Hungarian artist Hervé Loránth Ervin has created a bizarre sculpture based on Robert Capa’s photograph of the falling soldier. The famous image was taken during the Spanish Civil War and supposedly shows a Loyalist soldier felled by a sniper’s bullet. It was taken in 1936.
Robert Capa was born in Budapest in 1913 and the sculpture is displayed in a park there as part of the Budapest Art Market. Mercifully it will come down later in the year.
Despite its clumsiness as a reproduction of the photograph, it is still an interesting example of what I call Photography by Other Means. This is where photography is engaged through means other than photography itself, in this case through sculpture.

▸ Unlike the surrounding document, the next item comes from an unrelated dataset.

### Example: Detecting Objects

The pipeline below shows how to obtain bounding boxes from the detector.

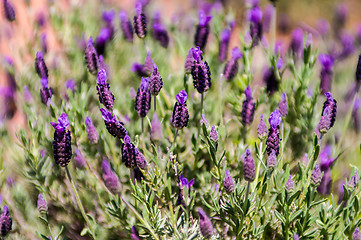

The essence of Capa’s photograph, an instantaneous capture of a fleeting moment in time is usually presented in a two-dimensional sheet of silvered paper, a darkroom print. Here it has morphed into a 7.5 metre tall, four ton, three-dimensional object. Without Capa’s photograph the statue would not exist – it can only be understood in reference to the photograph, so in a sense it is a photograph, but one that was not achieved using photography.
On another level it can be viewed as a Surrealist sculpture, an absurd reversal of the intrinsic qualities of a photograph. Capa’s image was taken in a fraction of a second but the sculpture took much longer to craft. The photograph shows the soldier shot in Spain but the sculpture has him falling in Hungary. The microscopic particles of silver that make up the Spanish soldier weigh almost nothing, but the Hungarian soldiers weighs tons. It is a series of paradoxes that might interest Rene Magritte.
All this ignores the bad taste of exploiting a man’s death in this way, but that’s another matter.